How the behavior of the NFL is not unlike a too big to fail bank
Sunday, February 1. The Biggest Game in Pro Football, Super Bowl XLIX. Last year’s champion Seattle Seahawks vs. the three-time champion New England Patriots. An undersized young quarterback against a 37-year old sure thing for the Hall of Fame. Big plays, lots of defense, 60 or more TV cameras, way more than 100 million people out there watching.
All that and Katy Perry at halftime. It’s almost enough to crown the NFL as the King of Sports.
Maybe not so much. It’s instructive to take a look at the National Football League off the field, away from the hype of the Big Game. Here’s the League in 2014, not on the gridiron but on the griddle.
The average NFL player has to scrape by on $1.9 million a year, at the bottom of the heap when it comes to professional sports. The average American household, perhaps the fan base, has an annual income of $52,000. That’s about three percent of the salary paid to the player. We are not considering the top performers at the payroll window – Chicago Bears quarterback Jay Cutler got a seven-year $126 million contract, each of the Manning brothers (QBs) got about $15 million, etc.. Clearly the NFL is Nachos For Life for its players.
What about the bosses, the owners? The average NFL team is worth $1.43 billion and there are 32 of them. So in round numbers, the League’s membership is worth somewhere north of $46 billion. That’s more than then annual budgets for Luxembourg, or Egypt, or Bolivia, or a lot of other countries. The NFL’s revenue last year was in the $10 billion range, and it has declared that it will be a $25 billion business by 2027.
For today’s Big Game, the footballs will be fully inflated and so will the commercial revenues. For the first game in 1967, a 30-second TV spot cost $293,000. Today’s 30-second spot costs $4 million. That’s about 1300 percent inflation. The aggregate (cumulative) U.S. inflation rate is about 600 percent over the same time. The cost of selling us beer and chips has gone up twice as fast as the cost of beer and chips, it would seem. This is the Nifty Financial Lagniappe of pro football.

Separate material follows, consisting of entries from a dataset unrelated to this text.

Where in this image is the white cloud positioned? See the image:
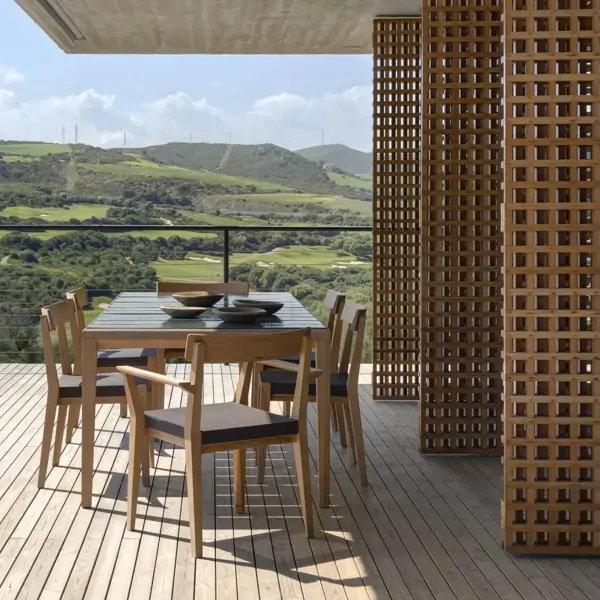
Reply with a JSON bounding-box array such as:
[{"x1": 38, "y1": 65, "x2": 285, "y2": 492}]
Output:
[
  {"x1": 0, "y1": 86, "x2": 372, "y2": 150},
  {"x1": 246, "y1": 86, "x2": 373, "y2": 149},
  {"x1": 0, "y1": 65, "x2": 25, "y2": 83}
]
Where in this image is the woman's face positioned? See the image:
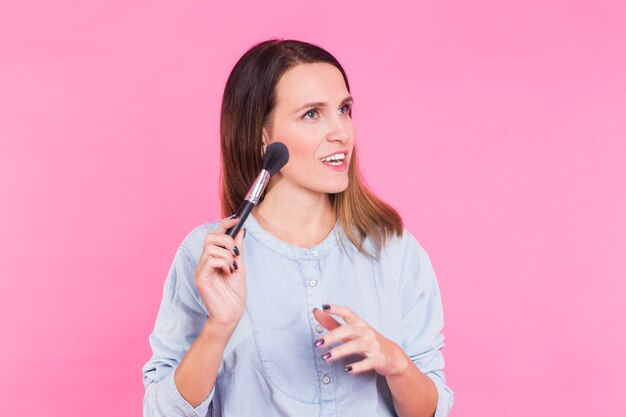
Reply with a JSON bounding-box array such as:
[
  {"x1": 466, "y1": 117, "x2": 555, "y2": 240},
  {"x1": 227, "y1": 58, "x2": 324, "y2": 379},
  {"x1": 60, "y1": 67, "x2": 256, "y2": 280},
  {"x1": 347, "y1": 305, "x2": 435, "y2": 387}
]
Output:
[{"x1": 264, "y1": 63, "x2": 355, "y2": 197}]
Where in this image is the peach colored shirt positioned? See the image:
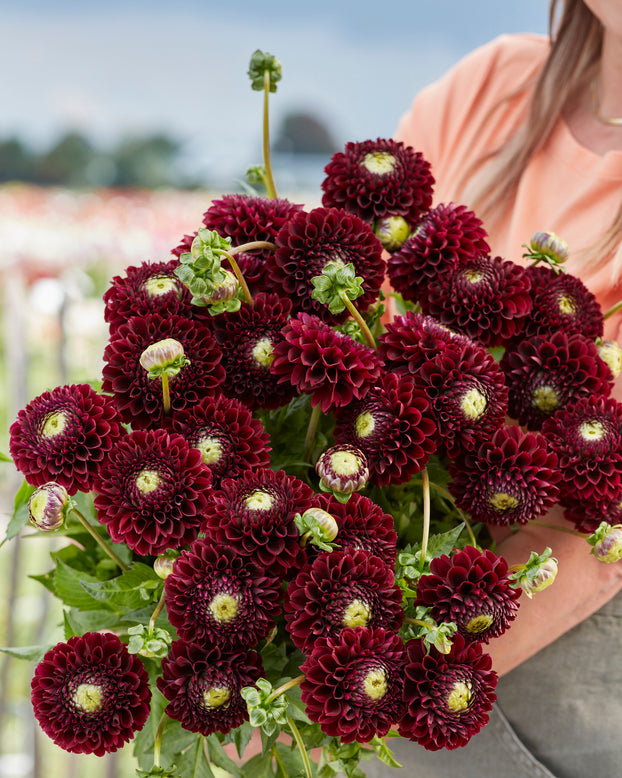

The NFL is a significant rainmaker for its owners and doesn’t do too badly for its players, but they don’t play most of the year. What do these guys do in their spare time? During 2014, there were 37 players suspended for violating the League’s substance abuse policies. Some of those suspensions were for a game or two, others were for as long as a year. Another 14 players were suspended for other infractions including manslaughter, domestic violence and child abuse.
There are rap sheets for 50 players arrested in 2014 for all kinds of offenses: assault, theft, DUI, public intoxication, possession, battery, resisting arrest. My favorite may be Denver’s John Boyett, “accused of being drunk, head-butting and hitting a cab driver and trying to hide from police by stealing a shovel and covering himself in mulch.”
The $44 million a year Commissioner of the NFL, Roger Goodell, has said that his job is to defend the integrity of the game. The 2014 defense was a little shaky: nobody could be clear about whether or not the League saw the videotape of Ray Rice punching his fiancee. . .the League tried to cap its liability for brain injuries and lingering effects of concussions, but a judge threw out the cap. . .the League will investigate the possibility of ball-tampering by the Patriots, but take no action until after the cash cow of today’s Big Game.
Professional sports is a significant player in the U.S. economy. An estimate from a few years ago put the total at nearly $15 billion, maybe much more than that now.
If this is the whole pie, professional football accounts for most of it. It is an industry that cranks out a product that millions of consumers buy. Perhaps it’s time for the Consumer Product Safety Commission to extend its scope and look harder at the impact of the NFL on the aspirations and awareness of young men.
It was Ohio State quarterback Cardale Jones who issued the now-infamous Tweet: “Why should we have to go to class if we came here to play FOOTBALL, we ain’t come to play SCHOOL, classes are POINTLESS.” Jones helped the Buckeyes win the national collegiate championship and the hot topic is whether and when he’ll turn pro. The NFL can’t wait.
Admittedly, having played high school and college football and having been a position coach off-and-on for all of my teaching career at two I-AA schools, I am perhaps a bit biased toward football; better, I can be defensive about it when I think the hits it takes might be unfair. And, given that it is an easy target right now, I find myself being either defensive about it or a semi-apologist for it more often that has been the case in the past.
First, I’m glad you made no more of “Deflate-gate” than you did. By-and-large, that was nothing more than a media creation. Anyone who has played the game at even the college level knows that QB’s “work in” gameday footballs to get them the way they want them; i.e., air pressure, sanding the ball down so it’s comfortable in your grip, widening the laces, etc. Even pro players have been laughing at so much made about so little.
And, by the way, DB’s, one notes, are being especially quiet. They don’t want officials examining those footballs after every play—they might discover the Vaseline or one of any number of lubricants DB’s will take from its hiding place on their uni’s and use to “slick-up” the ball. One of the best reasons for never using the same ball for two consecutive plays—until you’ve taken a snap and discovered an oil slick across your grip’s pressure points, you haven’t lived.
All that said, I read your column and am quite sure the numbers, stats, etc. are on target. But, what’s your point? If it’s just to let us know that pro football is Big Business, well, we knew that. And we know it about other pro sports. And, for that matter, about college sports.
There are various lens through which one can do a takedown of the NFL or, for that matter, football in general. But the fact that it’s Big Business may not be one of them. State and/or local tax incentives extended to pro football franchises might be one, but then you have to weight those against dollar-return value for those states and local communities. And so on and so forth.
Okay, got to let the dogs swim in the river before kickoff. Later.
Anon., thanks for your note. Good points. Mine (I have to sharpen my pencil) is this: “everybody knows” about ball prep, sticky stuff, Big Money, pine tar, dirt on the cap, bribes, drugs, illegal recruiting, all of that stuff. “We knew that.” It’s the masquerade (flags, flyovers, weepy true stories, heroic poses by up-from-sandlot players, etc.) vs. the reality. I don’t want to take down the NFL, the NBA, ML Baseball or those other corporations. I want to take down the scales from the eyes of so many who buy the hype.